Throwing stuff at the internet to see what sticks
Tuesday, September 27, 2011 Sorted Out
Almost two months ago, I was up at the cabin with M. Edium and my family when I got a text from Trash asking me how many Deathly Hallows there are.
"3," I texted back. I didn't hear anything back from her for a while, but when I talked to her that night, she explained that it was for early application for her membership to Pottermore.
You've either heard of this and have stopped reading, or you've never heard of it and you're about to stop reading. Pottermore, as I understand it, is some kind of super-special online experience-slash-community for fans of the Harry Potter books. Fans like my wife. I dig the books too, although not at much as she does. And maybe I would have tried to get into Pottermore early during this super-special sign-up window as well, had I not been thirty miles from the nearest Wi-Fi connection. That wasn't really Trash's problem, though, was it?

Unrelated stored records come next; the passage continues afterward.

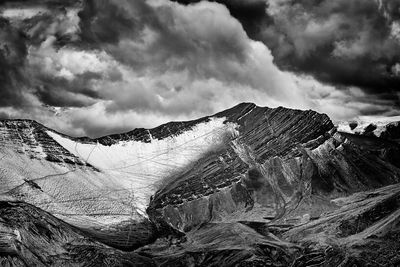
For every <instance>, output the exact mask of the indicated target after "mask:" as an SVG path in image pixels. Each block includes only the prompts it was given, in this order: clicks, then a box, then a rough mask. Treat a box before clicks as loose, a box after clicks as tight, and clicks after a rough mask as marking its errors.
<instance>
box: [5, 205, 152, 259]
mask: <svg viewBox="0 0 400 267" xmlns="http://www.w3.org/2000/svg"><path fill="white" fill-rule="evenodd" d="M0 266H155V265H154V261H153V260H151V259H149V258H146V257H143V256H140V255H138V254H136V253H133V252H130V253H127V252H121V251H118V250H116V249H113V248H110V247H107V246H105V245H103V244H101V243H98V242H96V241H94V240H92V239H90V238H88V237H86V236H85V235H84V234H83V233H82V232H81V231H79V230H77V229H76V228H74V227H72V226H70V225H68V224H66V223H65V222H63V221H61V220H59V219H57V218H55V217H53V216H52V215H50V214H48V213H47V212H44V211H43V210H40V209H38V208H36V207H34V206H31V205H29V204H26V203H22V202H12V201H0Z"/></svg>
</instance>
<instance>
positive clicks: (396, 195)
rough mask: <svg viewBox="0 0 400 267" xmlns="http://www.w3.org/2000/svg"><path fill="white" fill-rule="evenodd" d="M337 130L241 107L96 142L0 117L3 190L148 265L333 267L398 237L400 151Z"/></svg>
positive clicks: (302, 112)
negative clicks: (270, 265)
mask: <svg viewBox="0 0 400 267" xmlns="http://www.w3.org/2000/svg"><path fill="white" fill-rule="evenodd" d="M346 127H347V126H346ZM344 128H345V126H343V125H342V126H339V131H338V129H337V128H336V127H335V126H334V125H333V123H332V121H331V120H330V119H329V117H328V116H326V115H325V114H319V113H317V112H314V111H311V110H308V111H301V110H292V109H286V108H283V107H279V108H264V107H258V106H256V105H254V104H252V103H242V104H239V105H237V106H235V107H233V108H231V109H228V110H225V111H222V112H220V113H217V114H215V115H212V116H207V117H204V118H200V119H198V120H194V121H187V122H170V123H167V124H164V125H161V126H159V127H156V128H154V129H135V130H133V131H130V132H127V133H122V134H115V135H110V136H105V137H101V138H97V139H90V138H87V137H83V138H73V137H69V136H67V135H64V134H61V133H58V132H56V131H54V130H52V129H49V128H47V127H45V126H43V125H41V124H39V123H37V122H34V121H29V120H3V121H0V145H1V146H0V183H1V185H2V186H1V188H0V194H2V197H3V198H6V199H7V201H8V202H10V203H11V202H12V203H14V202H15V201H23V202H27V203H29V204H31V205H33V206H29V207H34V209H38V210H41V211H40V212H48V213H50V214H51V215H53V216H55V217H56V218H53V217H52V218H50V217H46V216H47V215H46V216H45V217H46V218H47V219H46V220H57V221H59V220H63V221H65V222H67V223H68V224H71V225H73V226H71V227H78V228H79V229H80V230H79V231H82V232H80V234H82V235H84V236H87V237H88V238H93V239H96V240H97V241H100V242H103V243H105V244H108V245H110V246H113V247H116V248H120V249H124V250H132V249H137V252H138V253H142V254H143V255H144V254H145V255H146V257H149V258H151V260H154V263H155V264H157V265H163V264H164V266H171V265H172V264H176V262H180V263H181V265H183V266H186V265H190V264H189V263H190V262H195V263H196V264H197V265H198V266H200V265H201V266H213V264H214V265H215V264H219V265H222V266H232V265H235V264H238V263H243V262H247V263H246V264H256V263H260V264H261V265H265V264H267V263H270V264H271V265H272V266H275V265H276V266H285V265H290V264H292V265H293V266H308V265H307V264H308V263H310V262H309V261H315V262H318V261H319V260H321V259H324V260H325V261H326V262H331V263H332V264H334V260H335V259H334V258H335V257H336V256H337V257H339V256H340V257H339V258H340V259H342V262H344V259H343V258H341V257H342V256H343V255H344V254H343V253H345V251H344V250H343V248H340V246H342V247H343V244H346V246H345V247H347V244H349V247H347V248H349V249H350V248H352V246H353V245H359V244H361V243H362V242H366V241H365V238H368V237H370V236H372V235H377V236H382V238H383V239H379V240H378V239H377V240H376V242H377V244H381V245H382V244H383V245H385V246H389V245H390V244H389V243H388V242H386V239H385V238H386V236H387V235H391V234H394V235H396V234H397V233H400V229H398V226H396V225H397V224H396V222H397V221H398V220H399V219H400V217H399V216H398V212H399V210H398V207H399V205H398V203H399V202H398V195H399V192H400V188H399V186H398V183H399V182H400V145H399V144H398V143H397V142H394V141H391V140H390V138H387V139H384V138H370V137H368V136H364V135H356V134H352V133H348V132H345V130H344ZM353 130H354V128H353ZM7 205H8V204H7ZM29 209H31V208H29ZM43 210H44V211H43ZM32 212H33V211H32ZM35 212H39V211H35ZM46 214H47V213H46ZM0 216H1V213H0ZM1 218H3V217H1ZM354 222H357V223H358V224H360V225H361V226H360V227H359V228H357V229H353V228H354V227H353V226H352V224H353V223H354ZM10 229H11V228H10ZM325 229H327V230H326V231H325ZM15 230H18V231H19V229H15ZM7 231H8V232H7V233H9V232H10V231H11V230H7ZM66 231H69V230H66ZM397 231H399V232H397ZM0 232H1V225H0ZM25 234H27V235H31V233H25ZM245 236H250V237H251V238H250V239H248V240H247V239H246V237H245ZM35 238H36V237H35ZM379 238H380V237H379ZM227 240H229V242H228V241H227ZM0 241H1V239H0ZM350 241H351V242H350ZM57 242H59V241H57ZM226 242H228V243H226ZM343 242H344V243H343ZM360 242H361V243H360ZM0 243H1V242H0ZM227 244H229V245H227ZM305 244H308V245H305ZM310 244H312V245H310ZM368 244H369V243H368ZM145 245H146V246H145ZM328 248H332V249H333V250H332V253H333V254H329V253H328V254H329V255H328V254H326V253H325V254H324V252H323V251H325V252H326V251H327V249H328ZM0 250H1V246H0ZM321 251H322V252H321ZM0 252H1V251H0ZM260 253H261V254H260ZM17 254H18V253H17ZM22 254H23V253H22ZM22 254H21V253H19V254H18V255H22ZM0 255H1V254H0ZM273 255H275V256H273ZM301 255H303V259H301V260H299V258H298V257H300V256H301ZM352 255H353V254H352ZM354 255H356V254H354ZM0 257H1V256H0ZM71 257H72V256H71ZM207 257H208V258H207ZM271 257H272V258H271ZM273 257H275V258H273ZM304 257H305V258H304ZM307 257H308V259H307ZM321 257H322V258H321ZM354 257H355V256H354ZM207 259H208V260H207ZM355 260H356V261H359V260H360V259H359V258H357V257H355ZM296 261H297V263H296ZM321 261H322V260H321ZM307 262H308V263H307ZM278 263H279V264H280V265H279V264H278ZM224 264H225V265H224ZM273 264H275V265H273ZM333 266H335V265H333Z"/></svg>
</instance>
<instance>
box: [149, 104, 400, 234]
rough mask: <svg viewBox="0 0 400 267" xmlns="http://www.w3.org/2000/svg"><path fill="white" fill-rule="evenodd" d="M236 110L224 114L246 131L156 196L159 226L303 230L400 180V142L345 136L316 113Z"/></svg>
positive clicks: (151, 202) (289, 111)
mask: <svg viewBox="0 0 400 267" xmlns="http://www.w3.org/2000/svg"><path fill="white" fill-rule="evenodd" d="M235 108H236V109H238V111H237V113H239V114H240V115H239V116H237V117H234V116H232V115H231V116H229V115H228V116H226V115H225V113H228V114H232V113H236V112H235V111H234V109H235ZM235 108H234V109H231V110H229V111H226V112H222V113H220V114H219V115H220V116H226V117H228V120H230V121H234V122H235V123H237V124H238V125H240V127H238V128H237V130H238V132H237V133H236V135H235V136H232V137H231V139H229V140H226V142H225V144H224V146H221V147H220V148H219V150H218V151H214V153H210V154H208V155H206V156H205V157H203V158H201V159H200V160H198V162H197V163H196V164H195V165H193V166H192V167H191V168H190V169H189V170H187V171H185V172H182V173H181V174H178V175H176V176H174V177H173V179H171V180H172V182H171V183H170V184H168V185H166V186H165V187H164V188H162V189H161V190H159V191H158V192H157V193H156V195H155V196H154V198H153V200H152V201H151V203H150V206H149V209H148V213H149V214H150V216H151V218H152V219H153V220H154V221H156V222H157V223H159V224H160V226H163V227H168V226H169V227H172V228H174V229H175V230H178V231H182V232H187V231H190V230H191V229H194V228H195V227H197V226H199V225H202V224H204V223H207V222H210V221H220V222H221V221H222V222H232V221H240V220H253V221H261V222H270V221H275V222H280V223H291V224H299V223H302V222H306V221H308V220H310V219H315V218H318V217H319V216H321V214H322V213H324V212H328V211H332V210H335V209H336V208H337V207H336V205H335V204H334V203H332V202H331V201H330V200H331V199H333V198H336V197H343V196H348V195H350V194H352V193H355V192H358V191H364V190H369V189H373V188H378V187H381V186H385V185H389V184H393V183H396V182H399V179H400V170H399V168H398V167H399V166H398V162H396V160H394V158H396V157H397V156H398V155H400V149H399V146H398V145H397V144H396V143H393V142H389V141H382V140H380V139H376V138H368V137H362V136H354V135H350V134H345V133H338V132H336V129H335V127H334V126H333V124H332V122H331V121H330V120H329V118H328V117H327V116H326V115H323V114H318V113H316V112H313V111H299V110H289V109H285V108H277V109H268V108H259V107H256V106H254V105H252V104H243V105H239V106H237V107H235Z"/></svg>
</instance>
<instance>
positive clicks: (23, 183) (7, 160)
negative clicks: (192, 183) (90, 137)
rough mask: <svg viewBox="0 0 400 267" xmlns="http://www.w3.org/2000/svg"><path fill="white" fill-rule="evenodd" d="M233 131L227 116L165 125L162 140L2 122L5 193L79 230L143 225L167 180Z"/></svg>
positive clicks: (149, 138) (235, 130)
mask: <svg viewBox="0 0 400 267" xmlns="http://www.w3.org/2000/svg"><path fill="white" fill-rule="evenodd" d="M168 128H169V129H170V130H169V129H168ZM235 128H236V125H235V124H233V123H229V122H226V119H225V118H223V117H215V118H213V117H210V118H204V119H202V120H199V121H194V122H188V123H184V124H178V127H176V125H175V124H172V125H171V124H170V125H167V126H164V127H163V128H162V129H161V134H163V135H162V136H160V131H158V132H155V131H157V130H144V129H143V132H144V133H145V134H144V135H143V134H142V133H140V134H141V136H140V138H138V135H136V136H135V135H132V136H129V133H127V135H126V136H129V137H128V138H126V136H125V138H124V137H121V135H120V136H118V138H115V136H111V137H103V138H102V139H101V138H100V139H93V140H92V139H88V138H71V137H68V136H66V135H63V134H60V133H57V132H55V131H53V130H51V129H48V128H46V127H44V126H42V125H40V124H38V123H36V122H34V121H27V120H20V121H2V122H1V124H0V135H1V139H0V142H1V144H2V146H1V148H0V153H1V161H0V182H1V184H2V187H1V189H0V193H7V194H10V195H12V196H14V197H17V198H18V199H21V200H24V201H27V202H29V203H32V204H35V205H36V206H38V207H40V208H43V209H45V210H47V211H50V212H51V213H53V214H55V215H56V216H59V217H62V218H63V219H66V220H67V221H70V222H73V223H75V224H81V223H82V224H93V225H97V224H99V225H100V226H101V225H103V224H109V223H116V222H119V221H123V220H127V219H134V220H140V219H141V218H142V217H145V216H146V215H145V209H146V207H147V205H148V202H149V200H150V197H151V196H152V195H153V194H154V193H155V191H156V189H157V187H158V186H159V184H161V183H163V179H164V178H167V177H169V176H171V174H172V173H174V172H177V171H181V170H182V169H184V168H186V167H187V166H189V165H190V164H193V162H195V161H196V160H197V159H198V158H199V157H200V156H202V155H204V154H205V153H207V151H209V150H212V149H213V148H214V147H215V146H218V144H219V143H221V142H223V140H224V138H226V136H230V135H232V134H234V133H235V131H236V130H235ZM151 131H153V132H154V133H155V136H156V137H153V136H152V134H151ZM133 132H134V133H137V132H135V131H133ZM157 134H158V135H157ZM112 137H114V139H112V142H110V140H111V138H112ZM104 140H107V141H104ZM88 216H89V217H88Z"/></svg>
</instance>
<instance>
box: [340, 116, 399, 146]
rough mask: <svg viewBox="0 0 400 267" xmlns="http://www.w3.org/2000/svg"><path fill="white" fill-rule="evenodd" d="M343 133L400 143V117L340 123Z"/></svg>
mask: <svg viewBox="0 0 400 267" xmlns="http://www.w3.org/2000/svg"><path fill="white" fill-rule="evenodd" d="M338 130H339V131H341V132H346V133H352V134H357V135H365V136H372V137H380V138H383V139H387V140H392V141H396V142H399V141H400V116H395V117H388V118H364V119H357V120H354V121H350V122H348V121H343V122H339V123H338Z"/></svg>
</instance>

M. Edium and I got home a couple of days later, to find her still excitedly awaiting her password notification so she could join the lucky 500 people who got to go in and check things out early. Or maybe it was 500,000, I could never remember.
A week went by. Then another week. Then another.
Every once in a while she would bring up the Pottermore notification she was so anxiously awaiting. And I started getting good at teasing her about it. She'd sigh and say, "Where's my Pottermore?" and I'd say maybe her Uncle Vernon had intercepted it. Trash actually has an Uncle Vernon, although his temperament is the polar opposite of Vernon Dursley's and as far as I know he doesn't intercept her mail from his home 300 miles away.Or I'd go outside check the mailbox and come back saying, "Nothing but junk mail and owl bones."
Or she'd idly ask me if I'd gotten any interesting e-mails and I'd say, "There's this Pottermore notification. Which is weird, because I don't remember—" "Shut up."
She's been biding her time for what seems like forever, eager to get in before the main doors swing wide open to the general public on the first of the month, getting what sustenance she can from previews like a short story about the Weasley twins that made her cry every time she thought about it.
"Maybe you should check your spam filter," I suggested helpfully last week. "I did," she said. "Daily."
Finally, this morning, it came in, with only a couple of days left in the preview period. As annoyed as she was at the brevity of her early admission, she signed right in and got to work, setting up her account and picking out her familiar and getting assigned a wand (ten-and-a-half inches, phoenix feather core, hard. My question: "How did they know what you're used to?)
Eventually, after making her way down the whole length of virtual Diagon Alley and getting through all the other preliminary stuff, it was time to get Sorted. This is what she's been looking forward to for months. Sure, we've all done online Sorting quizzes before, but this was the honest-to-God authoritative no-shit sorting of all time, and Trash couldn't wait to start connecting online with her fellow Ravenclaws.
She nervously read a few of the questions and the options out loud to me while I was working and thus only dimly aware that maybe she was doing that so I could hear them, even though I was tuning her out pretty effectively. But then she let out a noise that I couldn't ignore. I got up and looked, and she was staring at her laptop motionless, her eyes wide with shock. "What?" I asked. She couldn't speak. So I walked around to look at the screen, which was filled with the color green and the giant word, "SLYTHERIN."
"You know," I pointed out calmly as she tried to remember to breathe, "Harry Potter's son was named after two Hogwarts headmasters--"
"I think I'm done with Pottermore for a while," she alt-tabbed.
I had to agree. It's really brought her nothing but grief. Well, it and me.
But y'all go ahead and enjoy. Grand opening this week, I guess!posted by M. Giant 9:15 PM 3 comments
My Pottermore journey was exactly the same as Trash's. Except mine ended in "Hufflepuff". Hmmm.
Re: the office recap...the novel Daryl was reading was The Help...
Tell Trash that, if it makes her feel better, I think that the Pottermore houses are based on the usernames, not at all on the answers to the questions. I mean...the top four Slytherins, point-wise, have the words "Blade," "Potion," "Ghost," and "Thestral" in their usernames. Top four Ravenclaws have "Flame," "Mist," "Sky," and "Ash". I got Slytherin (which is fine, because I'm a total Slytherin), and mine has both "Wormwood" and "Midnight". A friend who also got Slytherin has "Nox". So if she has a username that seems...dark, I think that might be what tipped her over.